L’opposition attend de voir, mais pense déjà que le compte n’y sera pas. « Il est clair qu’il n’y aura pas de changement de cap. J’espère une contribution des plus favorisés à l’effort. J’ai peu d’espoir. Il restera droit dans ses bottes » pense Patrick Kanner, président du groupe PS. Avec la hausse du déficit, il craint que « ce soit le grand public, par la prolongation de la CRDS, qui paie à un moment. C’est un ruissellement de la dette publique qui sera payé par le grand public ».
Si l’idée de la modération salariale se confirme, « on fera payer toujours aux mêmes l’effort » dénonce par avance l’ancien ministre de François Hollande. Patrick Kanner espère plutôt « un bouclier social ». Il renvoie Emmanuel Macron au « plan d’action de 130 milliards d’euros » que vient de présenter le Parti socialiste. « Justement réparti, il permettrait de relancer le pays » vante Patrick Kanner.
« Il n’a aucune marge de manœuvre du point de vue économique et budgétaire »
Le sénateur LR Philippe Dallier remarque qu’il faudra attendre en réalité le budget à l’automne pour voir « les mesures de relance. Là, on est toujours dans le sauvetage des meubles, avec un troisième budget rectificatif ». Sur les collectivités, il « attend de voir jusqu’où le gouvernent veut aller » mais « la crise aura eu le mérite de mettre en évidence des dysfonctionnements, notamment avec les Agences régionales de santé » (lire notre article).

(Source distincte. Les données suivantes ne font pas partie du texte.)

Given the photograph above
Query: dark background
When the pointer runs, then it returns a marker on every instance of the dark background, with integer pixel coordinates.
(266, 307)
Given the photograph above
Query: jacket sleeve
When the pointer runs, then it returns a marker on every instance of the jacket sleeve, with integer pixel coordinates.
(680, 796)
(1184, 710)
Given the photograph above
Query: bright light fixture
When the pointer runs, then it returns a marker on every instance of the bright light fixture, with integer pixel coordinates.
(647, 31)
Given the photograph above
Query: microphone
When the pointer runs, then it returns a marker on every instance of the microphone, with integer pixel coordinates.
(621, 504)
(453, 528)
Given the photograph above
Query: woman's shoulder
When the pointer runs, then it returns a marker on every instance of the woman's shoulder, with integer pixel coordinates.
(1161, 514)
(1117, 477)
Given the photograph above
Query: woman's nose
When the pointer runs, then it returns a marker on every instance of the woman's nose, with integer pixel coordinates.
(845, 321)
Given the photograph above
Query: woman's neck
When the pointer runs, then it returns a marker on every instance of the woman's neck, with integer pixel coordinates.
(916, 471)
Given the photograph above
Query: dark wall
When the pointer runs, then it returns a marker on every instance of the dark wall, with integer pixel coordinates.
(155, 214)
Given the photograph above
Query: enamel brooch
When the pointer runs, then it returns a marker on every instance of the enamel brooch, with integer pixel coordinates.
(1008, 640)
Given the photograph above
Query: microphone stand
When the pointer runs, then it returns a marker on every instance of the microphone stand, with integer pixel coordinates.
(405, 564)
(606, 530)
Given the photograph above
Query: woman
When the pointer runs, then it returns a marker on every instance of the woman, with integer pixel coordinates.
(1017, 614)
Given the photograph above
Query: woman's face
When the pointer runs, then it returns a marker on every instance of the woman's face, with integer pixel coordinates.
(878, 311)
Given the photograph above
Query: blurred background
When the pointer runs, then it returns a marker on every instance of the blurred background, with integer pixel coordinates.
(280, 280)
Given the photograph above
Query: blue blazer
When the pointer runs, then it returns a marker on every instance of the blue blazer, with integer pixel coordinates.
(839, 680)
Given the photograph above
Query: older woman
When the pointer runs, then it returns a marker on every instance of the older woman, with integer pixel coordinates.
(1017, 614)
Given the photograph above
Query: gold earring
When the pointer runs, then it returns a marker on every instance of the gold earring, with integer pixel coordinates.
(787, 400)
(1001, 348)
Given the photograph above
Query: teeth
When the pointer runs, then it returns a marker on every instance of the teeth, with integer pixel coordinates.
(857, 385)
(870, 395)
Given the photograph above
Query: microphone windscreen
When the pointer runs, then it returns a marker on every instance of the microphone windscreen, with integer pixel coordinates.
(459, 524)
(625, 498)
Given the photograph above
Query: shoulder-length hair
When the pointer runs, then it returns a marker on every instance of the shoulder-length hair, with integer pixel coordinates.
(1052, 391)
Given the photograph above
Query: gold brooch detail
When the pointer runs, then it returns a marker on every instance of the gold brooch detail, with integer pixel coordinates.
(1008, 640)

« Il n’a aucune marge de manœuvre du point de vue économique et budgétaire, si ce n’est de laisser filer les déficits, mais c’est déjà fait » s’inquiète le vice-président LR du Sénat. « La situation économique et budgétaire est extrêmement grave. Tous les chiffres sont au rouge foncé » insiste le sénateur de Seine-Saint-Denis, selon qui « la question du temps de travail et des impôts de production doit être posée ». Et d’ajouter : « Les sujets sur la table sont tellement énormes, que je n’attends pas le Président sur des sujets de calculs électoraux ».
« Il risque de ne plus avoir d’espace à gauche et à droite »
La politique s’impose pourtant bien à Emmanuel Macron. D’autant que selon Philippe Moreau Chevrolet, la voie est étroite. « La fiction marketing du nouveau monde a été efficace, dans une logique assez populiste, pour se porter au pouvoir. Aujourd’hui, la question est : quelles nouvelles pistes mettre en place » dit-il.
Or l’étau se resserre. « Il est en train de perdre à gauche au Parlement, où sa majorité se déchire. La logique serait de faire des concessions de ce côté, mais la droite se recompose. Le Premier ministre représente une droite techno qui incarne le pouvoir. C’est surtout le retour de la droite qu’on voit. Le fond de l’air est plutôt du côté d’Édouard Philippe » analyse le communicant. Bilan des courses, « Emmanuel Macron risque de ne plus avoir d’espace à gauche et à droite et se retrouver un parti centriste ». C’est François Bayrou qui va être content. Pour Philippe Moreau Chevrolet, « il s’est mis dans une situation où la seule personne qui peut le sauver… c’est lui-même ».